At Texas, rich boosters are enticing high school kids to Hook ‘Em by pledging $10 million in seed money – consider it an endowment – into something they’ve called the Clark Field Collective. NIL was never supposed to be used as a recruiting tool, but here we are. If someone in Texas could find a way to effectively overturn Roe v. Wade, as someone in Texas did, well by golly they were going to find a way around NCAA recruiting rules.

That's Texas. What will be Texas A&M's counter proposal? We’ll see what’s what, but you know Alabama and LSU and Ohio State boosters are about to get serious. Texas and former EMU quarterback Charlie Batch have shown the way toward chaos, which is where this was always going to go.

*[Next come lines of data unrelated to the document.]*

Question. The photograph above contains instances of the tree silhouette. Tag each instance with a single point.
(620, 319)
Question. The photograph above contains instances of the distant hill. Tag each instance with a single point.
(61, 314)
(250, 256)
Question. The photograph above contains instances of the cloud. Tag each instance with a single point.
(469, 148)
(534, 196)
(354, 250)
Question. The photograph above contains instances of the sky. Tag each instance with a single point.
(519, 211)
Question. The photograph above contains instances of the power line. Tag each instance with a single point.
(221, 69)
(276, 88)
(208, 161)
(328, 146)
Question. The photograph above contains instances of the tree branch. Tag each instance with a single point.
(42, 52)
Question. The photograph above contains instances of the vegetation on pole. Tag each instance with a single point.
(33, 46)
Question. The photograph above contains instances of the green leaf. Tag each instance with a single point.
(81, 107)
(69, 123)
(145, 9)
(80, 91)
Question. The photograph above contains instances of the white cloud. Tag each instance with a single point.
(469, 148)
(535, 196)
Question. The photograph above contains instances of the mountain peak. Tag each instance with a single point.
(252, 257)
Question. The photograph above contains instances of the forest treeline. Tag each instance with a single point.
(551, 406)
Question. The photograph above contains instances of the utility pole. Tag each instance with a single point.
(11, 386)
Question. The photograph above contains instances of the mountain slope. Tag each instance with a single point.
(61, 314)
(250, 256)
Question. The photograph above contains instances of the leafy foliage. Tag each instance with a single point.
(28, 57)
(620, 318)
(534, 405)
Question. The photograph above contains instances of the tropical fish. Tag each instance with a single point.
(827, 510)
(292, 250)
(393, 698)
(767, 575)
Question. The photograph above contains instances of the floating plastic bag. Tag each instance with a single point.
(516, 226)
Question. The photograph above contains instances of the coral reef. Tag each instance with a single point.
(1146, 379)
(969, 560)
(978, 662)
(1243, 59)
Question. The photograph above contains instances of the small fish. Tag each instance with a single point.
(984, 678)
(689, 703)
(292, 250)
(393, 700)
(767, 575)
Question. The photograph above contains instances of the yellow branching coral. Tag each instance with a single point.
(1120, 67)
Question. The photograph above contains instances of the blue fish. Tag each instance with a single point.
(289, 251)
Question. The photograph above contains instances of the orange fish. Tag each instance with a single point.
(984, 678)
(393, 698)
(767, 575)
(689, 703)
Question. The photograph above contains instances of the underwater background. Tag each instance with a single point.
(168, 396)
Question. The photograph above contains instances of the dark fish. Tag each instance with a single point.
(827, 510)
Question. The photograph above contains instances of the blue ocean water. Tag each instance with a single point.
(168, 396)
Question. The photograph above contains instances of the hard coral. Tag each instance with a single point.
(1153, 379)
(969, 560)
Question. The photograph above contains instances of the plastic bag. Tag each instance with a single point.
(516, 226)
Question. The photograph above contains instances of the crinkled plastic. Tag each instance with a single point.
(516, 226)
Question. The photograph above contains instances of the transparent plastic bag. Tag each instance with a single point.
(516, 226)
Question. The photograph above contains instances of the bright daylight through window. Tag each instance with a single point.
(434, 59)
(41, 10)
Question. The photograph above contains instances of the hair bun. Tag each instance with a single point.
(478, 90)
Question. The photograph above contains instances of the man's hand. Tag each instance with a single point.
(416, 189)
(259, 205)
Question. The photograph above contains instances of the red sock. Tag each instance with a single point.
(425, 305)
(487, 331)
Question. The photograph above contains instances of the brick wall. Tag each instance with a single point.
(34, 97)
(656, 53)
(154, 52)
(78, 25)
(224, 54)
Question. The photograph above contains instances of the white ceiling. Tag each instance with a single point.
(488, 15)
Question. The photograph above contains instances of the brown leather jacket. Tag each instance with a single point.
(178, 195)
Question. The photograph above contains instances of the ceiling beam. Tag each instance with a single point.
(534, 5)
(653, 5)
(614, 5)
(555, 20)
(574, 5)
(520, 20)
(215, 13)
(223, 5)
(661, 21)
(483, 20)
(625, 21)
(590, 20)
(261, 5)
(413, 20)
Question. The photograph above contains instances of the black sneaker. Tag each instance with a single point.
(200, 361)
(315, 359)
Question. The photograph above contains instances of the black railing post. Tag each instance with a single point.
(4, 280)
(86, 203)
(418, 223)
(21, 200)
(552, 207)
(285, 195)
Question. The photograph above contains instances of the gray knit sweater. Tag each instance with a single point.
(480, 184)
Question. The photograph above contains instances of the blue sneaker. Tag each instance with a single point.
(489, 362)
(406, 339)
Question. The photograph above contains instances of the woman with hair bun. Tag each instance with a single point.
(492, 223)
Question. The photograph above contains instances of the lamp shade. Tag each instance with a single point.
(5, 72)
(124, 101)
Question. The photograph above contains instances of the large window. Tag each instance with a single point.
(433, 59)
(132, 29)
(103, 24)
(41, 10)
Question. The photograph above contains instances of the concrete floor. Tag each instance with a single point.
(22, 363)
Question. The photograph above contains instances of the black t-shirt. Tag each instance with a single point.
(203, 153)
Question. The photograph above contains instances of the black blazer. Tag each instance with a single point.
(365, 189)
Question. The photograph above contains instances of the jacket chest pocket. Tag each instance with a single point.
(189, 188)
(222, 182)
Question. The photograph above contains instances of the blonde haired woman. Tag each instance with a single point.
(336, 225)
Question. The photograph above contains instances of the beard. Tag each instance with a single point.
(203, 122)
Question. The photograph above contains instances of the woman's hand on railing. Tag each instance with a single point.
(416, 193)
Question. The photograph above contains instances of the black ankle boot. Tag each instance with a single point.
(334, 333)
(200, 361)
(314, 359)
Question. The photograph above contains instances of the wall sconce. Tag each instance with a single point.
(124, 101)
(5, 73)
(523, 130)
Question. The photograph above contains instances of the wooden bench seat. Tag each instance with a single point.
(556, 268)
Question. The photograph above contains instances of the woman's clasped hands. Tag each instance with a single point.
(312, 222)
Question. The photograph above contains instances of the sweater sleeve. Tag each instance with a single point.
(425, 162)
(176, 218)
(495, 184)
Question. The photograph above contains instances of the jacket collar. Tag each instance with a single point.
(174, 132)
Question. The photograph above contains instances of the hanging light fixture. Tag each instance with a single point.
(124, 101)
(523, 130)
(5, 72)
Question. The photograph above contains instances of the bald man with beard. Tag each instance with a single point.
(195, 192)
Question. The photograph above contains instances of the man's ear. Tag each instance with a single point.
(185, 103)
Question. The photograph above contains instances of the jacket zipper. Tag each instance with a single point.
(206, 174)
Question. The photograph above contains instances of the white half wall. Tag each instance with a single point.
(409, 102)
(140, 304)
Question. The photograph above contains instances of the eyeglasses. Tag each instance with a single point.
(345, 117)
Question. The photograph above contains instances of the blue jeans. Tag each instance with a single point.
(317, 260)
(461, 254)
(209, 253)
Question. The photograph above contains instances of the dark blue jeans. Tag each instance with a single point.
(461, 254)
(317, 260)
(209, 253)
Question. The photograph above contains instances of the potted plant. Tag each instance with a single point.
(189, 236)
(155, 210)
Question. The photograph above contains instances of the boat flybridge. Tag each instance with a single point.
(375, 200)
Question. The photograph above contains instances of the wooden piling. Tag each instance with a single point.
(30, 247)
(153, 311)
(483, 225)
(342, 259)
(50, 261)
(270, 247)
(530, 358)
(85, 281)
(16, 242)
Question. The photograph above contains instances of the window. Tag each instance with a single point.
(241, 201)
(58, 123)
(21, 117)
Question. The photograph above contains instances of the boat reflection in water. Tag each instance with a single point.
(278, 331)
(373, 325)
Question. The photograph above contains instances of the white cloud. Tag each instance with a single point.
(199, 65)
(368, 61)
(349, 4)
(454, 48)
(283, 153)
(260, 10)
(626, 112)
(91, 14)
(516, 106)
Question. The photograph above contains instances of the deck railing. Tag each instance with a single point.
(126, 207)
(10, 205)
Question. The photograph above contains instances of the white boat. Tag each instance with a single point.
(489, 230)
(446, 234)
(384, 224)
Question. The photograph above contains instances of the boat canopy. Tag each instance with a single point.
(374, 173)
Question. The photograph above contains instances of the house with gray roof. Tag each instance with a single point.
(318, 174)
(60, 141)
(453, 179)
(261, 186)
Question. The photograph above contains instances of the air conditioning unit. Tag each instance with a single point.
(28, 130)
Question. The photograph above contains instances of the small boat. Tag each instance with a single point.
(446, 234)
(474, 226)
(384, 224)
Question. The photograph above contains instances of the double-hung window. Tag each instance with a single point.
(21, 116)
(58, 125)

Seems like we’re getting there ahead of schedule, but that’s the world for you: Why ruin something tomorrow that you can ruin today?

It’s up to the NCAA to make sense of Batch’s $1 million indecent proposal and the Clark Field Collective’s $10 million slush fund, but the NCAA is terrified. The folks at 700 W. Washington St. have big salaries and a beautiful view of the White River, with just one way to keep them: Don’t rock the boat. The biggest college football schools have been itching to break away from the NCAA for years, wanting all of the college football postseason revenue for themselves. If that means pocketing much of that $11 billion March Madness TV contract, destroying the NCAA Tournament along the way, well, things happen.

The NCAA is powerless to stop college football from ruining itself, is my point, and may not have the stomach to try.

College football is fine, today. You understand that distinction, right? Today, with Alabama and Georgia preparing to play for the 2022 national championship, with the eyes of the world on Downtown Indy – the world will love what it sees – college football seems better than ever.

But the winds are blowing. College football is starting to shake. And there’s not enough sand in those bags.